Correspondance de Voltaire/1764/Lettre 5639

Correspondance : année 1764GarnierŒuvres complètes de Voltaire, tome 43 (p. 204-205).

5639. — À M. LE COMTE D’ARGENTAL[1].
Aux Délices, 6 mai.

J’envoie à mes divins anges, comme je l’ai promis, les corrections qui me paraissent indispensables pour les roués. Il y avait au deuxième acte une contradiction manifeste.
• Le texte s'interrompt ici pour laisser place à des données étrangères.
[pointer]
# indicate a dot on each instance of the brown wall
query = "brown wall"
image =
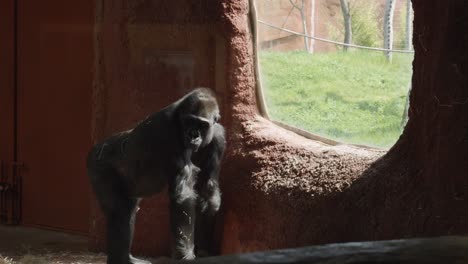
(53, 84)
(282, 190)
(7, 81)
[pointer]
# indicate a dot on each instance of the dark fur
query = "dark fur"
(181, 146)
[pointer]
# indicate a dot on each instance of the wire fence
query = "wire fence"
(332, 41)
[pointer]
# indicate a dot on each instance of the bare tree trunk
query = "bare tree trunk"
(409, 25)
(304, 21)
(388, 28)
(347, 22)
(312, 26)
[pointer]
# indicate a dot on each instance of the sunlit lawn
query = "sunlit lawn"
(352, 97)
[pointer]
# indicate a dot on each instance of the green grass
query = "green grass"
(353, 97)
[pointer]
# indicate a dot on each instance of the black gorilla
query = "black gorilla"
(182, 146)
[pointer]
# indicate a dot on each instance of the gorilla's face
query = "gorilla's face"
(198, 114)
(198, 130)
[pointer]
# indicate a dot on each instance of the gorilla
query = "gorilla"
(181, 147)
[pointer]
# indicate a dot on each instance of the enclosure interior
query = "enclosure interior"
(83, 70)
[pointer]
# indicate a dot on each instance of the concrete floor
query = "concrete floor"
(19, 240)
(26, 245)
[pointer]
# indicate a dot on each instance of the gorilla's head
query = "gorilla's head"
(198, 112)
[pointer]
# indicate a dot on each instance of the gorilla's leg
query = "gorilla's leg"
(209, 194)
(119, 209)
(182, 213)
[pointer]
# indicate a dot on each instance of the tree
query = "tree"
(347, 22)
(409, 25)
(300, 8)
(388, 27)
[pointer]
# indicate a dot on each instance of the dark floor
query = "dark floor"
(19, 239)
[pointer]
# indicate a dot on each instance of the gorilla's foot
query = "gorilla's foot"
(204, 254)
(133, 260)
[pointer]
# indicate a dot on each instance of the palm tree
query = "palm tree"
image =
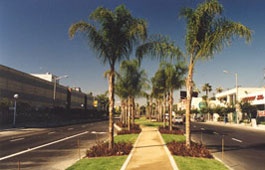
(207, 33)
(207, 88)
(174, 80)
(131, 81)
(112, 38)
(219, 89)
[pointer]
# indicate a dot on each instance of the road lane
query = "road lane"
(57, 155)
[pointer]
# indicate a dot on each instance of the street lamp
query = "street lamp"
(54, 86)
(15, 109)
(236, 98)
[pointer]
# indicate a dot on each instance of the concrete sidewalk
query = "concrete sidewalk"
(149, 152)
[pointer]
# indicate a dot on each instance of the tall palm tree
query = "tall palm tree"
(174, 80)
(207, 33)
(113, 38)
(131, 82)
(219, 89)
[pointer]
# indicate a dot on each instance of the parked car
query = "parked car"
(177, 120)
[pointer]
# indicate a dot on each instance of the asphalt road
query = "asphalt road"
(53, 148)
(243, 147)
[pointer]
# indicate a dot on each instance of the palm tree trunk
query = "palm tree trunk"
(129, 113)
(170, 108)
(189, 86)
(133, 110)
(164, 107)
(111, 107)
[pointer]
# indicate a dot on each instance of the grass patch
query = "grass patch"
(171, 137)
(146, 122)
(100, 163)
(105, 163)
(191, 163)
(126, 138)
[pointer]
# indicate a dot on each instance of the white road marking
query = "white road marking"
(240, 141)
(94, 132)
(18, 139)
(51, 133)
(41, 146)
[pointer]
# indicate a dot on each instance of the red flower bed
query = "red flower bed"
(102, 149)
(195, 150)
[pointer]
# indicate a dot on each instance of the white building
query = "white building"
(49, 77)
(229, 96)
(197, 101)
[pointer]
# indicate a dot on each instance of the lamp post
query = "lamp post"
(54, 86)
(236, 97)
(15, 109)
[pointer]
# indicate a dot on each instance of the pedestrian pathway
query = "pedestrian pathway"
(149, 153)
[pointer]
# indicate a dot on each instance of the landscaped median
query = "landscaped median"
(198, 157)
(96, 155)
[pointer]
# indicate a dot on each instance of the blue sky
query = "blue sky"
(34, 39)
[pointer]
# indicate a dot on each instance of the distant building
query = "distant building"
(48, 77)
(229, 97)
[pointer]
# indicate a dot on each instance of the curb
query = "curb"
(125, 164)
(171, 159)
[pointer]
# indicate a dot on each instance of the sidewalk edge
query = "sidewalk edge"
(171, 159)
(125, 164)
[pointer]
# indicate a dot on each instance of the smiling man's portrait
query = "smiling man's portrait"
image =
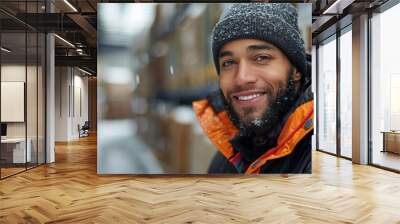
(205, 88)
(261, 118)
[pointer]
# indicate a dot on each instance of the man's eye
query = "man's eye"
(262, 58)
(227, 63)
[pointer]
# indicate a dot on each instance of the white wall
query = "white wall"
(70, 83)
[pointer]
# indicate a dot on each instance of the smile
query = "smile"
(248, 98)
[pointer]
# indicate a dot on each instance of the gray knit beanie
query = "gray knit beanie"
(275, 23)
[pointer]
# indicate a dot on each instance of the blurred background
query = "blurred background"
(153, 60)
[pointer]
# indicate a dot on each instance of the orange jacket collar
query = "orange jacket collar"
(220, 130)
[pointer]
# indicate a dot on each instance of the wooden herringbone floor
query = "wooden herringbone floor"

Octave disait dans les premiers vers de la première scène qu’il voulait marcher soudain contre Pompée, et à la fin de la même scène Antoine disait : Partons demain pour Rome.

D’ailleurs, la nouvelle leçon me paraît avoir plus de précision et de force.

Je soumets aussi à mes anges la copie d’un petit mémoire que j’envoie à M. Damilaville ; ils décideront si ce mémoire doit être communiqué aux libraires de Paris ou non.

Je prends aussi la liberté de mettre dans ce paquet une lettre pour M. Afforti. Ce n’est pas que je connaisse M. Afforti ; je ne sais qui il est ; mais on m’a dit qu’il est chargé par M. le duc de Praslin de rédiger le rapport de l’affaire des dîmes. Mes anges voudront-ils bien avoir la bonté de lui faire passer cette lettre de Mme Denis ? C’est à elle d’écrire, puisque les dîmes lui appartiennent et que je lui ai donné la terre de Ferney, et que c’est à elle à captiver la bienveillance dudit M. Afforti.

Je vais écrire à M. le maréchal de Richelieu, à Bordeaux, au sujet de l’inimitable acteur Bellecour[2]. Je me flatte qu’étant loin du tripot, il sera moins acharné contre le public et contre moi. J’enverrai ensuite au tripot une belle déclaration de ma façon, dans laquelle j’insisterai sur le droit de Grandval, et j’implorerai le bras séculier de M. le duc de Duras.

Si mes anges ont quelque autre chose à me commander, je suis à leurs ordres, et je me mets à l’ombre de leurs ailes avec respect et tendresse.

  1. Éditeurs, de Cayrol et François.
  2. Voyez la lettre à d’Argental du 10 avril.

    — Bellecour débuta en 1751, dans la tragédie, par le rôle d’Achille, où il réussit médiocrement. Mais il prit une éclatante revanche dans la comédie, et, ne pouvant lutter contre Lekain, il devint l’émule de Grandval. Il représentait l’impertinence des grands seigneurs, la fatuité des petits-maitres et la galanterie souvent avinée des marquis de la Régence avec une vérité et une aisance parfaites. Le Chevalier à la mode, le marquis de Turcaret, le Dissipateur, le comte Almaviva, étaient les rôles où triomphait surtout son talent comique, joint à un bel extérieur. (A. F.)